None of us, not one, is inadequate.
Yet all of us fall short of being perfect.
Still, we often choose to live in the realm of pretense; mainly due to our own inflated expectations of ourselves, along with our assumptions of what others expect of us.
This battle to keep up appearance unnecessarily, this mask—whatever name you want to give creeping perfectionism— it robs us considerably of our energies.
The truth is, we’re exactly who we need to be.
Fretting draws heavily on our energy reserve, and cripples our ability to focus on the moment, the now, and the rich invitation for personal involvement that the moment is extending. Remember, it’s through full interaction with the present that we are nurtured emotionally and spiritually and encouraged to attain our full potential.

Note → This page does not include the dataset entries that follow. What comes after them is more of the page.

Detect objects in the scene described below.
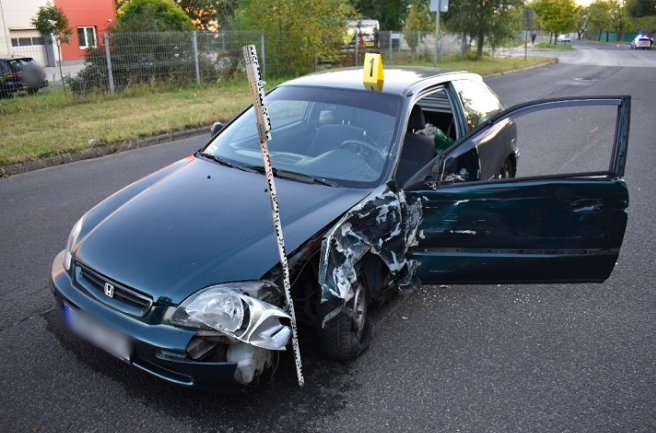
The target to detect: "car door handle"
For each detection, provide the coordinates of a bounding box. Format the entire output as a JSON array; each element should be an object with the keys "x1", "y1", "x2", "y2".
[{"x1": 570, "y1": 198, "x2": 604, "y2": 213}]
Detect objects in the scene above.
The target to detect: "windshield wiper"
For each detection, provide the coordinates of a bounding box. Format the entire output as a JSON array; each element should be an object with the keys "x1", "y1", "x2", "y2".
[
  {"x1": 198, "y1": 152, "x2": 257, "y2": 173},
  {"x1": 246, "y1": 165, "x2": 340, "y2": 188}
]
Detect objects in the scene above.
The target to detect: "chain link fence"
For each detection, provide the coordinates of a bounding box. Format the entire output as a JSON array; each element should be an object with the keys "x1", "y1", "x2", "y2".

Today, I’ll remember that I’m all I need to be.
(Promise of a new day 7-10)
One of my favorite short stories
Little is achieved by force and compulsion.
The spirit of kindness, to deal gently with our fellow man, is the mightiest force in the world.
Remember the fable of the wind and the sun, who challenged one another as to which could remove the cloak of a passing traveler.
The harder the wind blew, the tighter the man wrapped the coat around himself.
Then the sun shone, and the traveler, bathed in its warmth, took the cloak off all by himself.
Authenticity is not a static state where one is either in or out, but a quality that is built or lost over a lifetime of struggles and choices.
We “hypocrites” need not be ashamed that we have not reached our destination, if we remain dedicated to the journey.
May my ideals, though not yet fully attained, continue to inspire rather than discourage me.
Often, another’s pleasure in our company becomes our own pleasure.
When we give one another our full attention, we enhance one another’s humanity. Already so much of life consists of routine transactions in which people hardly even recognize each other as being human, and even intimate relationships can come to suffer if we withhold ourselves; but as we begin to discover pleasure in each other’s company, we kindle sparks of joy that illuminate far more than the moment. Today, I can make the decision to be, in all my encounters, fully human.
On Loss and change
Ever thought that by running away from change, by running away from loss, we could be running away from life itself?
When we cling, when we refuse to let go, when we refuse to say goodbye, when we resist, are we not resisting life? For life is on the move, are stuck; life flows yet we have become stagnant; life is flexible and free but we are rigid and frozen; Life carries away all things while we crave stability and permanence; and so we end up fearing life because we fear loss, we fear change.
As we shake off our fear of losing things, so we become free to flow like the mountain stream that is always fresh, always sparkling and very much alive.
Adapted from Living Faith
You can never collect ALL the beautiful shells on the beach. At best, you can only collect a few. Our lives are a series of selections.
We select projects to do, activities to participate in, friendships to cultivate. Often we’ll even have to forego some of these selections as time and/or energy run out. Full commitment, total involvement with singular activities and a few friendships is far better than partial attention to many. . Rapt attention to the moment and all of whatever it contains often leaves us with a profound sense of enrichment. . . Nothing less than full attention, it would seem, will do. When our selections are too vast, our attention is sporadic and our talents remain under-developed. Seen from this perspective, the fullness of our lives will remain proportionate to the depth of the relationships developed between ourselves, our friends and our activities.